Her real-life Romeo… Freelance journalist Natasha needs to find work—fast! When a job comes up in Verona she jumps at the chance. Her heart might have been broken by a charming Italian, but with few other options, promoting the city seems like a dream assignment. Until she meets her new boss—and ex!—Mario… Mario might not be the playboy she remembers, yet Natasha strives to keep their relationship professional. But in the city of Romeo and Juliet, pursuing their star-crossed romance is hard to resist…

Natasha found herself facing Mario.

‘You’ve danced with everyone else,’ he observed. ‘Will it ever be my turn?’

‘Not until you ask me.’

‘No,’ he said. ‘I’m not going to ask you.’

But as he spoke his arm went around her waist in a grip too firm for her to resist, even if she had wanted to.

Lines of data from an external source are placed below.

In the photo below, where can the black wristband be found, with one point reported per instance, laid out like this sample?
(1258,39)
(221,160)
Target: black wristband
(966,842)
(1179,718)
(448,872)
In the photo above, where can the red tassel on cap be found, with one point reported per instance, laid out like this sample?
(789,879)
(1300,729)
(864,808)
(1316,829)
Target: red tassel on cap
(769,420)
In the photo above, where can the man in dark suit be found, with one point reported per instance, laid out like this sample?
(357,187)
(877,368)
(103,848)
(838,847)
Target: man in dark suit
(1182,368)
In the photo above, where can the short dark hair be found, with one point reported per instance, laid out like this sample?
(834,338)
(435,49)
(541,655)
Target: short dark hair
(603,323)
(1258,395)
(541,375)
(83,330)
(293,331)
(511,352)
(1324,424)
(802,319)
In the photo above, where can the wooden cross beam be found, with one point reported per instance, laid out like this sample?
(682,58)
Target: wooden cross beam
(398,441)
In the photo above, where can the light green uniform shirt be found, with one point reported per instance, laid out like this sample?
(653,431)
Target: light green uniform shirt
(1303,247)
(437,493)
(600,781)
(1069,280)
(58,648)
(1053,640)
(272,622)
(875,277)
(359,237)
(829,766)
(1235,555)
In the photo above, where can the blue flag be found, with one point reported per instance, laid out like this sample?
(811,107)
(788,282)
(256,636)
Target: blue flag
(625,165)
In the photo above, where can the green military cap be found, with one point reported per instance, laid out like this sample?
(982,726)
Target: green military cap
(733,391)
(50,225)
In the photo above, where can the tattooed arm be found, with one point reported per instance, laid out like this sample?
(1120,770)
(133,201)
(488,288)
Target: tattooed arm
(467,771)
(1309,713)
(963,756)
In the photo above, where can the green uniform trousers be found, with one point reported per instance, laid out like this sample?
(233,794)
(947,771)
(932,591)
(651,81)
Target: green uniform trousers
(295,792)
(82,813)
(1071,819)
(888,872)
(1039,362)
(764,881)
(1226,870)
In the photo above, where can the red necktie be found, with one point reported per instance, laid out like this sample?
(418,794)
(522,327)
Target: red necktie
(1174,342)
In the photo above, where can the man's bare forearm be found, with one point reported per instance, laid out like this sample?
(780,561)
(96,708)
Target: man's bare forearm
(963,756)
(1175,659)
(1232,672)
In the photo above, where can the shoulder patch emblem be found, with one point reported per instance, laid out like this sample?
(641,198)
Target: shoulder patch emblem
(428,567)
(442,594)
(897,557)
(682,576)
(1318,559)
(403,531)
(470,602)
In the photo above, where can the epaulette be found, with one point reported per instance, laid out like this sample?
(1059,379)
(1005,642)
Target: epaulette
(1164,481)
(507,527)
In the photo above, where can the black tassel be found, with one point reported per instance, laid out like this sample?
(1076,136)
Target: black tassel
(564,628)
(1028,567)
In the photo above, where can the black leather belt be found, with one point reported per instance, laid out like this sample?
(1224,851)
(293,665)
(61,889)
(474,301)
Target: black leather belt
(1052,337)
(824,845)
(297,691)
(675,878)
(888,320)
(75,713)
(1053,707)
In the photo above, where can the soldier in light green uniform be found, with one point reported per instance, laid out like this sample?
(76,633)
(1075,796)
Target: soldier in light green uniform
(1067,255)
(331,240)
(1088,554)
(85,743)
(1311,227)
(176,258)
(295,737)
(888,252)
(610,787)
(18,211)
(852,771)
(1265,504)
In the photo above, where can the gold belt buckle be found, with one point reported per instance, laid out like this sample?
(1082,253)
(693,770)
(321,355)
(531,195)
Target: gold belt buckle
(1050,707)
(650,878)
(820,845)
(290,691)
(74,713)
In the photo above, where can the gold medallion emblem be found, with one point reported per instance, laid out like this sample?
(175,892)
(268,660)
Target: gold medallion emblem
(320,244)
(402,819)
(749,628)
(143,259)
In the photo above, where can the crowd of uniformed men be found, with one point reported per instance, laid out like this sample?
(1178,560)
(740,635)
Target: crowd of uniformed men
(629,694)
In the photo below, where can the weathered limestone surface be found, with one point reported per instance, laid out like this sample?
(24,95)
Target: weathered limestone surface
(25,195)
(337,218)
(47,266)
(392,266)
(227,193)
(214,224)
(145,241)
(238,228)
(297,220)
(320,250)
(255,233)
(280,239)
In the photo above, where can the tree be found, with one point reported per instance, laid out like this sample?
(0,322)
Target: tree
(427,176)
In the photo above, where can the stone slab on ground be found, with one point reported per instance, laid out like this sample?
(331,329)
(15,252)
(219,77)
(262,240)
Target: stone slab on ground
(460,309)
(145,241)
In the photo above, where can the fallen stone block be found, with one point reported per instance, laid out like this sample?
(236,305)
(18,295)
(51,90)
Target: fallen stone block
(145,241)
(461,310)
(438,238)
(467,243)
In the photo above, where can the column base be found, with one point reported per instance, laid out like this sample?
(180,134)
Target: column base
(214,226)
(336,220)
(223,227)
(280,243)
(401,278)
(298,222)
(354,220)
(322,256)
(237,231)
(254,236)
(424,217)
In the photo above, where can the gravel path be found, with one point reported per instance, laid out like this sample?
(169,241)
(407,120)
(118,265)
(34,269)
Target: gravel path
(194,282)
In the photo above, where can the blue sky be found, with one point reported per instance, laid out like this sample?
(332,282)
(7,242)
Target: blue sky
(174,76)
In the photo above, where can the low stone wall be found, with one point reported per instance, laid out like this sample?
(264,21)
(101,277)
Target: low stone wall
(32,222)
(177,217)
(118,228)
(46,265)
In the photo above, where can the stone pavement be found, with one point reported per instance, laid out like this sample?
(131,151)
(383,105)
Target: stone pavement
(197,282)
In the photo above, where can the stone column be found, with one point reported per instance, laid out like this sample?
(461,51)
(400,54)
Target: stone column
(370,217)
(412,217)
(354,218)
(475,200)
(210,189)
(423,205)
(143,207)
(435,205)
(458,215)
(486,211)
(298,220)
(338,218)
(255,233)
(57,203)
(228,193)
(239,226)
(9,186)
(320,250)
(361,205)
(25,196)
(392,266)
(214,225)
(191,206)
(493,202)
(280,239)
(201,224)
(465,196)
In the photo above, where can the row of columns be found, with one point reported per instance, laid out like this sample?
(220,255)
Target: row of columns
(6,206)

Once before they had danced together. One night in Venice, when they had been having supper at an outdoor café in St Mark’s Square, a band had started to play and before she’d known it she’d been waltzing in his arms.

‘Is this all right?’ he’d whispered.

‘I’ll let you know later,’ she had teased.

It had lasted only a few minutes, and she had promised herself that one day she would dance with him again. But the next day they had broken up and it had never happened again. Until now.

It was unnerving to feel his arms about her, his hand on her waist, holding her close. Her heart was beating softly but fervently. She glanced at him, trying to know if he felt the same. Would he invite her to dance with him again?

Reunited with Her Italian Ex

Lucy Gordon

www.millsandboon.co.uk (http://www.millsandboon.co.uk)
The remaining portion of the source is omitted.